Les justifications de l'Ordre des médecins Pour justifier cette augmentation et ces prix élevés, Nizar Ladhari, secrétaire général de l'Ordre des médecins de Tunisie, rappelle qu'il n'y a pas eu de révision depuis cinq ans, évoque l'inflation et brandit la menace de l'exode, lors d'une interview accordée hier à la Radio nationale. « Cette augmentation est intervenue cinq ans après la dernière, alors que tous les prix ont augmenté et que les médecins sont devenus incapables de gérer leurs charges. La plupart des patients sont couverts par des assurances et le système public existe et il est efficace. Les citoyens vont consulter dans le privé une ou deux fois par an, ils n'y vont pas quotidiennement et peuvent gérer cela (…) Nous avons peur de l'exode des médecins et avons mis en place une stratégie afin d'endiguer ce phénomène qui menace le système de santé du pays (…) ».

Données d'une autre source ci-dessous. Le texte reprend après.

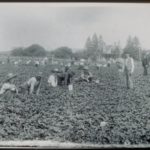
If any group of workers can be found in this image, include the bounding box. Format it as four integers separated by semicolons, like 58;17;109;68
0;52;150;96
0;63;94;96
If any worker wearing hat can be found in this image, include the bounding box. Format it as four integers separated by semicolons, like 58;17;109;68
0;73;18;95
19;72;42;95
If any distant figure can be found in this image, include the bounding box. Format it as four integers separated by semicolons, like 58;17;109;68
0;73;18;95
48;69;58;87
107;59;111;67
142;52;149;76
20;73;42;95
123;54;135;89
42;57;48;66
35;60;40;67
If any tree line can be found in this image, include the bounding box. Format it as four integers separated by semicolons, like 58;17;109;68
11;44;47;57
84;33;142;61
11;34;145;61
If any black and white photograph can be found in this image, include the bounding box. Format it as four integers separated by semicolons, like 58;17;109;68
0;2;150;148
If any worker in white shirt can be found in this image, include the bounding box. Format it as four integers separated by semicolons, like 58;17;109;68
123;54;135;89
20;73;42;95
48;69;58;87
0;73;18;95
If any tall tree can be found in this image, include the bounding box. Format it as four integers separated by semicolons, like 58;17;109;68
51;46;73;59
85;36;93;51
11;44;47;57
111;42;122;58
133;36;141;60
133;36;140;48
92;33;99;52
11;47;24;56
91;33;99;60
85;36;93;59
123;36;142;60
98;35;105;56
24;44;47;57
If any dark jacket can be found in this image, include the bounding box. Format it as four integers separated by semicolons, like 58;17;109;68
142;56;149;67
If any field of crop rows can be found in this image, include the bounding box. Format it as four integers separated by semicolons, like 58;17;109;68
0;62;150;145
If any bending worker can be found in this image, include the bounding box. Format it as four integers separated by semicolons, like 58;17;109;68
0;73;18;95
20;73;42;95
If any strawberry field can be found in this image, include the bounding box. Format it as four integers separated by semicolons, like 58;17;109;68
0;61;150;145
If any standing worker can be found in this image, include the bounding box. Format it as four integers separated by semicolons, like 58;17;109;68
123;54;135;89
142;52;149;76
64;65;75;92
64;66;75;85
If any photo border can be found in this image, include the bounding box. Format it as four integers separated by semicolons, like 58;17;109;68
0;1;150;149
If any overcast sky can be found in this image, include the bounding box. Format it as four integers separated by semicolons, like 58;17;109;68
0;3;150;51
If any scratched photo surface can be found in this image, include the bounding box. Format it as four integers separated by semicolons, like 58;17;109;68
0;2;150;147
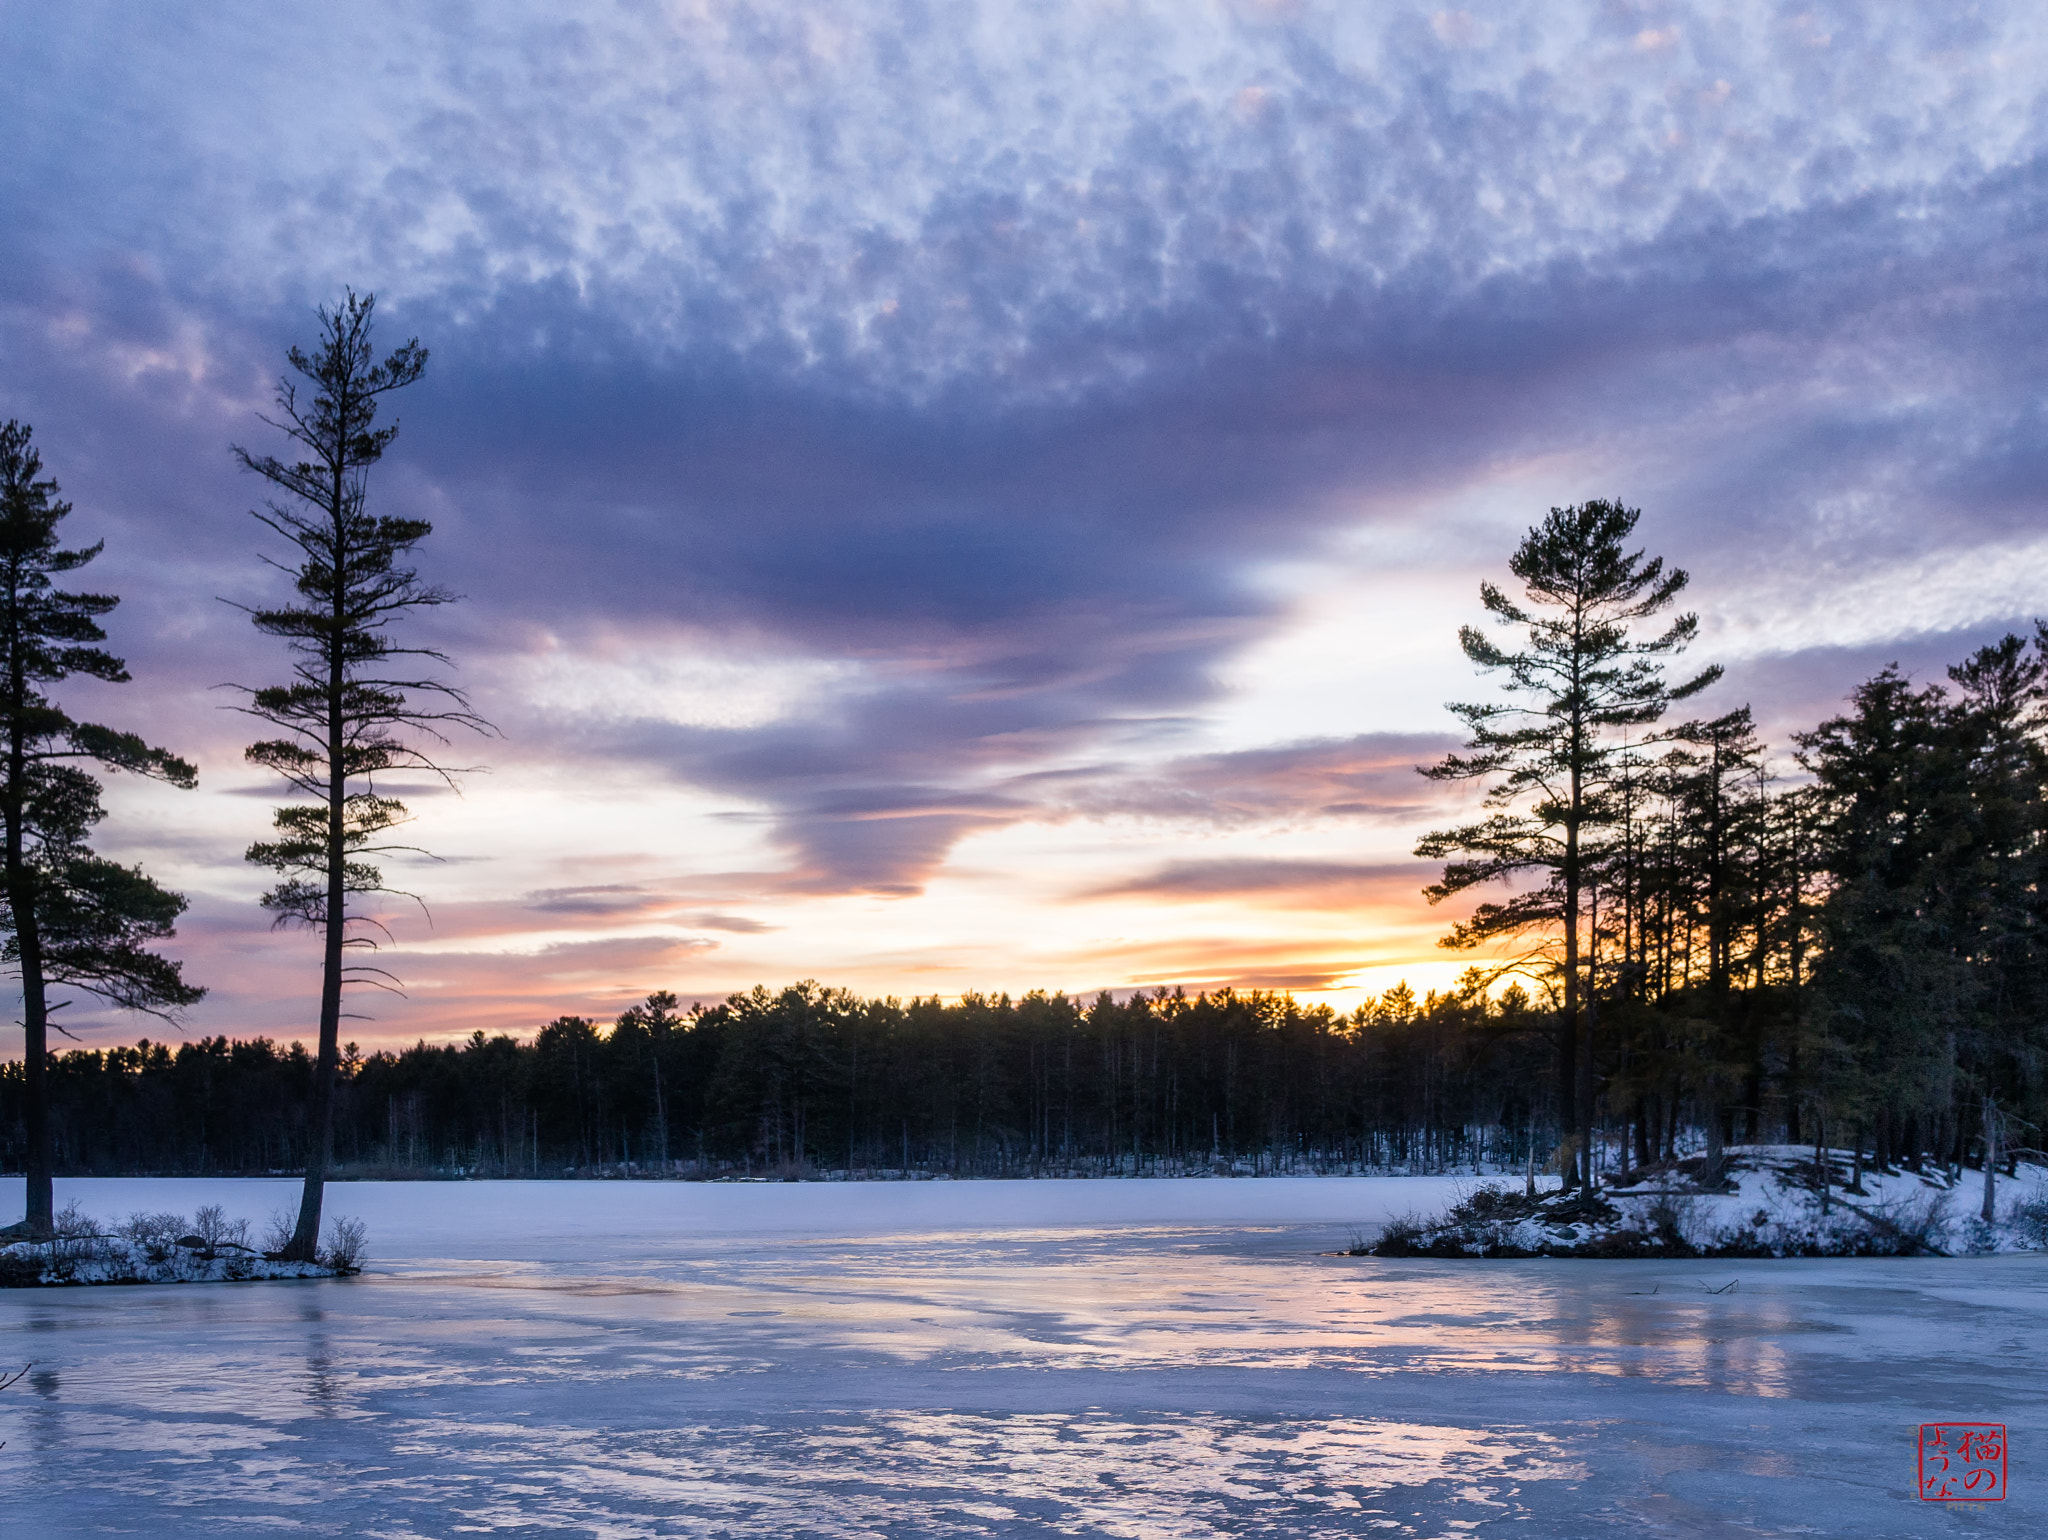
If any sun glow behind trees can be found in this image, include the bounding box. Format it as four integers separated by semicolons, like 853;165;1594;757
8;480;2046;1189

Une profession enviée malgré les controverses S'il est vrai que l'on a remarqué plusieurs départs de médecins à l'étranger ces dernières années, notamment pour la France qui souffre d'un grand déficit de médecins, il n'en demeure pas moins que ces nouveaux émigrés font de mauvais calculs. Les chiffres sont là pour prouver qu'un médecin exerçant en Tunisie gagne nettement mieux sa vie que son confrère français. Il n'est pas dit que ce sont les meilleurs qui partent. Ce sont plutôt les jeunes qui ont eu du mal à trouver une place et n'ont pas eu le souffle nécessaire pour entamer leur vie professionnelle et les incontournables sacrifices qui vont avec. « Ils pensent que l'herbe est plus verte qu'ailleurs et ils croyaient qu'ils allaient rouler sur l'or dès leur obtention du doctorat en médecine », réplique un médecin spécialiste quinquagénaire qui critique cette tendance à l'émigration de ses nouveaux confrères. Pour lui, l'augmentation est justifiée au vu de l'inflation et de l'absence de toute révision depuis cinq ans, mais il admet volontiers que les médecins tunisiens sont parmi les mieux lotis au monde au vu de leurs honoraires bien élevés.